Debout contre le comptoir, le Bedeau trinquait avec Mort-Subite. Tous deux faisaient grand tapage, jouant à tour de rôle des consommations qu’ils engloutissaient à la minute, à une sorte de zanzibar, en s’efforçant de tricher.
Plus loin, groupés autour d’une table, Tête-de-Lard, Beaumôme, la grande Berthe, remise en liberté, en raison du retrait de la plainte de la comtesse de Blangy, Œil-de-Bœuf et Bec-de-Gaz écoutaient l’inénarrable Bouzille qui faisait des projets d’entreprise :
— Moi, déclarait Bouzille, j’vas m’établir fromager. Vendre du fromage, ça doit être un bon truc.
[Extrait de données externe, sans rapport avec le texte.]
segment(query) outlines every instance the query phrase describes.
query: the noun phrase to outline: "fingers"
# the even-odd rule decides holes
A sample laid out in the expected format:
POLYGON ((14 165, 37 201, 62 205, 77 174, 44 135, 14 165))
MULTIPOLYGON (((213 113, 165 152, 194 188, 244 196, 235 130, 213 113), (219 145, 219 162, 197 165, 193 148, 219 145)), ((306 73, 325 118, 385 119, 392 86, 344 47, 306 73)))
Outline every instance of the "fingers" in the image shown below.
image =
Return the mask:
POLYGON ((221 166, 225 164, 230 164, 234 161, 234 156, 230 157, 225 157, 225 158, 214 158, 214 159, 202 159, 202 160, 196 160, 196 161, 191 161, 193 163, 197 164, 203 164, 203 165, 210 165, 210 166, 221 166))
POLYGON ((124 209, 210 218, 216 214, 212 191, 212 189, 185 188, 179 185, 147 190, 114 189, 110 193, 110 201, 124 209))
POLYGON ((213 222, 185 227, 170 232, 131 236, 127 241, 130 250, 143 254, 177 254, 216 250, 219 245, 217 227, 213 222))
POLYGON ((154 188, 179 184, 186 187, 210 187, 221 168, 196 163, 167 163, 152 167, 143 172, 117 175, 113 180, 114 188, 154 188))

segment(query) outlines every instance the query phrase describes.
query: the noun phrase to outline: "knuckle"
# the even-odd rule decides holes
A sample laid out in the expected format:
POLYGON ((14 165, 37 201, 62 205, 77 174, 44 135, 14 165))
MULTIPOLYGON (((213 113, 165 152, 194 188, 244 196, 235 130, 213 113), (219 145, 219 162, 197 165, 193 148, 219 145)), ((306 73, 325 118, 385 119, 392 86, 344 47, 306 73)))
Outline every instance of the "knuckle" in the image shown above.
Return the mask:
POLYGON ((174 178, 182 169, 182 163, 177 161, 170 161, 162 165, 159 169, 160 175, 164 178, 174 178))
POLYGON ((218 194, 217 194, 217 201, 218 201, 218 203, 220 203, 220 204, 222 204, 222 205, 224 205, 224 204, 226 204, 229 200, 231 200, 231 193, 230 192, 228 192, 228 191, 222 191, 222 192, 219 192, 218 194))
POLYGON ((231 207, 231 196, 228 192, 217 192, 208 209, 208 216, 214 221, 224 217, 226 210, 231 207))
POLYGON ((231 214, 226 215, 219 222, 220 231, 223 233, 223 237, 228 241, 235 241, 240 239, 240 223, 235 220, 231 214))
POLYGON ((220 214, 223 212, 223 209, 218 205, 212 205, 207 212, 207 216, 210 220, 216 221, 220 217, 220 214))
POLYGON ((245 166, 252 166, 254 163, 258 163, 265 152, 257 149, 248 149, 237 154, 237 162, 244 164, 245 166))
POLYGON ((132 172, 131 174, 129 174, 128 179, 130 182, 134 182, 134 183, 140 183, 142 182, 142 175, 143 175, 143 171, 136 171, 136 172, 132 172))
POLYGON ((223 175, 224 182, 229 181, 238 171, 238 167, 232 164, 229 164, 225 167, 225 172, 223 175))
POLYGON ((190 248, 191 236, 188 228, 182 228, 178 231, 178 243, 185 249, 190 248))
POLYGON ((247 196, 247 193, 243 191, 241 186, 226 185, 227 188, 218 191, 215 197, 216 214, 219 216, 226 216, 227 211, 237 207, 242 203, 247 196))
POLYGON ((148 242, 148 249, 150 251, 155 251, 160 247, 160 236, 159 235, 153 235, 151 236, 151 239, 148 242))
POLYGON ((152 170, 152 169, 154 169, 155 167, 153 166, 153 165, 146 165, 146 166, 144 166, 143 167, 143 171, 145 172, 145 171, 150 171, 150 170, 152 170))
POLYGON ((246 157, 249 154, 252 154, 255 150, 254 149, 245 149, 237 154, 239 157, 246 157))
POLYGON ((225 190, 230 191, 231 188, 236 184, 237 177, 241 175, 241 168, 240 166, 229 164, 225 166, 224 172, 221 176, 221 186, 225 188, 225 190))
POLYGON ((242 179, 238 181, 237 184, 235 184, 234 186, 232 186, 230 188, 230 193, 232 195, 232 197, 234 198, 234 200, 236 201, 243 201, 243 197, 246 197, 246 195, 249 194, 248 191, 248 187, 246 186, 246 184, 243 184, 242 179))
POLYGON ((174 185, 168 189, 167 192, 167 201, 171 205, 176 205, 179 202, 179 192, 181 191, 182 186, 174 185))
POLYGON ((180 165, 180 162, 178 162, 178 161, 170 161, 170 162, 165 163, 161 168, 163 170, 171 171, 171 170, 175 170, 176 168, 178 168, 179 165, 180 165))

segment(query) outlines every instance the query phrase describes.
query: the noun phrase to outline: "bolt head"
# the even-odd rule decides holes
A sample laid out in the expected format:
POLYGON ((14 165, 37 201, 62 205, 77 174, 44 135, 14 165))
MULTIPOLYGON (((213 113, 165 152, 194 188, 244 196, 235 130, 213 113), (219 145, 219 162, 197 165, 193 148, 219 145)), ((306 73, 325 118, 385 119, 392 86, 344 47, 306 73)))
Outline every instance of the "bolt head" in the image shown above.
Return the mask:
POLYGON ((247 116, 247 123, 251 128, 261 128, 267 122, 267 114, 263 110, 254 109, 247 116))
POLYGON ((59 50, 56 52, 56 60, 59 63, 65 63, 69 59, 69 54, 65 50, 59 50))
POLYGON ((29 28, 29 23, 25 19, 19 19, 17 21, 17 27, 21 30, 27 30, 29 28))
D’abord, on n’a pas besoin de faire de la publicité, la marchandise sent tellement fort qu’à dix kilomètres à la ronde le client est prévenu qu’il est dans les parages.
— Vrai Dieu ! s’écria Œil-de-Bœuf, qui paraissait entre deux vins et buvait avec conviction les plus forts mélanges du père Korn. Vrai Dieu, il exagère, le patron !
— Quel patron ? demandait Bec-de-Gaz.
— Fantômas.
Naturellement, au nom de sang, au nom du Tortionnaire, au nom du Glorieux – car pour tous les apaches, Fantômas passait pour une véritable Gloire –, l’intérêt se manifestait sur tous les visages :
— Fantômas, criait-on, t’en as des nouvelles, Œil-de-Bœuf ? Ouss’ce qu’il est ?
Et, de fait, tous les bougres réunis là pouvaient se demander ce qu’était devenu le bandit.
Depuis l’affaire de l’autobus, depuis l’affaire de la Banque, sauf aux Buttes-Chaumont, nul dans la pègre ne l’avait revu.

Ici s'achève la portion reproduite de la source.